Really, in the scheme of things, Jack, it’s not a massive failing. “It’s not,” he accepts.
I mean, you could have told me you were a serial killer in your spare time.
“Well, there’s always time,” he says laughing
Are you an optimist or a pessimist, Jack? “I think I’m a romantic pessimist. I know that sounds like a lot of w***, but I don’t think I’m a full-out pessimist. More like a romantic pessimist.”
Well, there’s a lot to be pessimistic about the world at the moment. “I seem to have grown out of global issues and more towards local issues,” he says. “Maybe it’s because you can do more about them.
“I used to watch the BBC rolling news. I used to have it on in my flat. I don’t watch it any more. I don’t watch the news any more. I’ve become a lot more localised the things I care about. I get my mum and dad to send me the Southern Reporter and the Border Telegraph whenever they can.”
This year Jack Lowden would like to move back to Scotland. Edinburgh preferably. “I feel like there’s something kicking off up there and the announcements about the studio have been brilliant because … it was just embarrassing. I totally understand and appreciate that it isn’t like putting a garden fayre together but when we get trickledown spraffed at us, a studio really had that. It really does.”

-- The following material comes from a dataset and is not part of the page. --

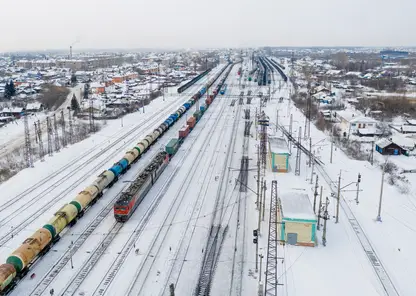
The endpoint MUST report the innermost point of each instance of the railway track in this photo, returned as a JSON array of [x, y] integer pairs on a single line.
[[13, 231], [218, 231], [240, 230], [74, 163], [385, 280], [77, 280], [175, 269], [143, 272], [10, 234]]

More Scottish films would give him the chance to act in his own accent. “Americans and English actors get to. All these period films over here and gangster films in America. Pacino and DeNiro all got to use their own accents. It’s a lot of fun being in accent, but I just feel there’s more that I can tap into my own accent.”
If you were to give Jack Lowden a day off, he says, he’d spend it at London's Imperial War Museum. He has started collecting maps and when it comes to work, really, more than anything, he wants to tell more Scottish stories. Any in particular?
“Bonnie Prince Charlie for sure. I’d love to see that properly made. He was just a loon who hijacked the Scottish people. After Culloden tartan was banned, Gaelic was banned. It was a precursor to the Clearances.
“And he got on a boat and went back to Rome and spent something like 17 years sat in parlours and bars, talking nonsense about how he almost took back the British throne. A whole culture was kicked into the grass because of him and so I’d love to see it make like that and not just make him a romantic figure.”
Casting directors, on your marks.
Mary Queen of Scots (15) is in cinemas from Friday. Fighting with My Family is released on March 1.